Em sua prática clínica, Victor entende a Cannabis como um medicamento com riscos, benefícios e efeitos colaterais, como qualquer outro. No atendimento, faz a anamnese, exames físicos completos, diagnósticos, pergunta quais tratamentos o paciente já usou. Pergunta também sobre a parte não medicamentosa como atividade física, histórico psiquiátrico, doenças do fígado, doença cardíaca. “É importante para saber se o paciente pode tomar qualquer medicamento. Não quero tentar ajudar e causar um mal maior”.
Victor reforça que segue uma medicina baseada em evidências e que, para dor, já há medicação de primeira linha com mais estudos, como antidepressivos e anticonvulsivantes. Indica Cannabis apenas para os pacientes que não respondem bem a esses tratamentos. E vê como opção terapêutica interessante: todos os pacientes para os quais prescreveu tiveram boa resposta. Victor também aponta para a importância de outras práticas nos tratamentos que acompanha, como exercício físico e psicoterapia.
Ele mantém contato semanal com seus pacientes pelo telefone. “Uma coisa que aprendemos é começar e aumentar aos poucos”. Victor sempre explica o que o paciente deve esperar do medicamento e os efeitos colaterais possíveis, como sonolência e enjoo: “Se sentir algo estranho me avisa que vamos ajustando”, orienta.
O médico tem consciência das grandes variações do tratamento com Cannabis, por isso sabe que está em processo de aprendizado. São variações de dose, de marca, de horário, de posologia e de composição.

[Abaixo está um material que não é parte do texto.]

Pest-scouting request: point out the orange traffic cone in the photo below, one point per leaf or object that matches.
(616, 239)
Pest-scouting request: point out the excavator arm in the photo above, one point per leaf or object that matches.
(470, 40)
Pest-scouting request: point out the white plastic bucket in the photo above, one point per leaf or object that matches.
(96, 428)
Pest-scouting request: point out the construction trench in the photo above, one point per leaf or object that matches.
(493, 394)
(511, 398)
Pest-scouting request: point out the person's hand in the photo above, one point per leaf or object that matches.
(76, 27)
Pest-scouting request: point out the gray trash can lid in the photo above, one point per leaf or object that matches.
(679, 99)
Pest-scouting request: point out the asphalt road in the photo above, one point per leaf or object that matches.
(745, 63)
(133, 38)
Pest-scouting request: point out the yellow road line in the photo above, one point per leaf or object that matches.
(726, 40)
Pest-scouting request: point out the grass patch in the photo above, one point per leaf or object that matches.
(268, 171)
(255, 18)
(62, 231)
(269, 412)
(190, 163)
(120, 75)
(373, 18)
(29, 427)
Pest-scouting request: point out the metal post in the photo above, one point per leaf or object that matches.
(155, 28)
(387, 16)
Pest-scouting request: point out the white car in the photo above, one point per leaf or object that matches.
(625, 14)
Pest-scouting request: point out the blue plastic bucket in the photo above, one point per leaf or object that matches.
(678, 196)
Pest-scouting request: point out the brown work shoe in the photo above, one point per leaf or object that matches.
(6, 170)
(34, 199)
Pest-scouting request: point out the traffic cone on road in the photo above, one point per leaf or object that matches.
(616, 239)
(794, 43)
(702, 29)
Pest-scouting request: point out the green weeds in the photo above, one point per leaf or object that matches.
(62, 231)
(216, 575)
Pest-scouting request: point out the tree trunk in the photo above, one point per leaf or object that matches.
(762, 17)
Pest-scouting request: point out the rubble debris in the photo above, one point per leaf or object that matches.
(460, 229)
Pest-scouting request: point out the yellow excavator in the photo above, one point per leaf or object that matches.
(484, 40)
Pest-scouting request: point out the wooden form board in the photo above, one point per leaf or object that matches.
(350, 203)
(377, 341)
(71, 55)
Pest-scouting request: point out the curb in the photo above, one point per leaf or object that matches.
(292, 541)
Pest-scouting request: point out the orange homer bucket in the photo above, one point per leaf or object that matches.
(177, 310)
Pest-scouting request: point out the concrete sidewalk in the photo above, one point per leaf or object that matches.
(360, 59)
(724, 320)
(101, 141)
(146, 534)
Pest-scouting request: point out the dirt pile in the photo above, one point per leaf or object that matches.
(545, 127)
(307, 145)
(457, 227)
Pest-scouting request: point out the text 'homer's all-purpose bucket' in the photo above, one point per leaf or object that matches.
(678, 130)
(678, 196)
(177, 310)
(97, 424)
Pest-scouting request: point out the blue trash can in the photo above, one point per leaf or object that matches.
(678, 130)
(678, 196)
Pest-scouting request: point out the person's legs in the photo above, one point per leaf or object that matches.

Victor ainda não faz desmame de remédios alopáticos em seus pacientes. Para o momento, a orientação é associar, e tratar com Cannabis apenas pacientes refratários.
Pacientes refratários
O conhecimento com Cannabis medicinal levou o pai a indicar os tratamentos do filho aos pacientes refratários. As doenças que mais trata com Cannabis atualmente são dor crônica, fibromialgia, lombalgia e osteoartrite (artrose).
“Em pouco tempo todo mundo vai ser obrigado a estudar a Cannabis medicinal”. Ele comemora que agora todos os congressos da Sociedade Brasileira de Reumatologia falam de Cannabis medicinal. Em sua conta no Instagram, fala de reumatologia e do uso da planta. Victor deixa uma mensagem aos colegas: “É importante que os médicos que tratam da dor crônica aprofundem o conhecimento sobre Cannabis. Porque os pacientes são sofridos e o arsenal terapêutico não é bom”.